Le rythme ralentit, l'arrière-plan guerrier se fait oublier et l'ensemble de plonger dans une douce fantaisie. Le regard se fait lointain une dernière fois lorsque Charles a l'occasion de sauver sa peau mais se refuse à abandonner les fous à leur sort. Des fous qui dans leur égarement gardent pourtant une certaine lucidité quant à leur temps et espace d’expression lorsqu’il ne suivent pas Charles à l’extérieur de la ville et comprennent à la fin que la fête est finie en rentrant d’eux-mêmes à l’asile sur l’entêtant thème principal de Georges Delerue, qui alterne mélancolie et envolées pétaradantes avec brio. Visuellement, Philippe de Broca offre l'une de ces œuvres les plus abouties. Les compositions de plan sont absolument somptueuses, laissant s'exprimer un surréalisme décalé dans sa nature anachronique et où peuvent s'inviter de purs moments de poésie, à l'image de cette scène où Coquelicot rejoint le bâtiment où se trouve Charles en traversant une rue sur un fil d'équilibriste.
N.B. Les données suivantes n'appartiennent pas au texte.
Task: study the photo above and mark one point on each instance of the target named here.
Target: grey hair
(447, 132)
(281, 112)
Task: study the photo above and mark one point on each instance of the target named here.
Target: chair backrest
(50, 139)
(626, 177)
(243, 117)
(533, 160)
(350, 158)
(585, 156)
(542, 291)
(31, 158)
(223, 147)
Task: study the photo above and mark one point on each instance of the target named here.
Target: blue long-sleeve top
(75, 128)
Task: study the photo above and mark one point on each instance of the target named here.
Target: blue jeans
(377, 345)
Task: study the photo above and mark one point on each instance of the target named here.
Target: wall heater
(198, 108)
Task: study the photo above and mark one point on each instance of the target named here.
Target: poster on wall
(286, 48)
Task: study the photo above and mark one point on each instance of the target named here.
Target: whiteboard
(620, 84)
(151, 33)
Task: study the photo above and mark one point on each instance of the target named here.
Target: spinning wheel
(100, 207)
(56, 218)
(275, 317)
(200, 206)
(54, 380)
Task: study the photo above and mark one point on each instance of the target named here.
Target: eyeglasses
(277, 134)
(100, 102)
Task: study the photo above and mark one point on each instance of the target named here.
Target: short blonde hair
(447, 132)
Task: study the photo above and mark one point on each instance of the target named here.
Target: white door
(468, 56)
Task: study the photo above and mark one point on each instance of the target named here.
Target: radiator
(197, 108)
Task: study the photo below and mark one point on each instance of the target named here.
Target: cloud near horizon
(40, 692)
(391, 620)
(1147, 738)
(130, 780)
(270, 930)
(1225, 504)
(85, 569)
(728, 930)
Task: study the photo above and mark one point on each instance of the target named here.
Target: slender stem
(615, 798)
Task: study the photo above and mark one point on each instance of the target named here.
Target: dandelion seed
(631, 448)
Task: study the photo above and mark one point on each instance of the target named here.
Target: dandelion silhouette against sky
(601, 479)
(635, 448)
On retrouve souvent ce côté aérien qui faisait l'attrait du Farceur, voyant le héros surplomber les toits de cette ville fantôme (comme le Paris désert des aurores pour le Jean-Pierre Cassel du Farceur) de toute sa légèreté d'esprit. Le cadre de Senlis avec ses ruelles anciennes, ses remparts gallo-romains et médiévaux et sa cathédrale gothique sont magnifiquement mis en valeur par de Broca, la photo de Pierre Lhomme nous plongeant dans une atmosphère bariolée et rêvée qui offrent des confrontations déroutantes avec le réel lorsque surgissent les engins militaires.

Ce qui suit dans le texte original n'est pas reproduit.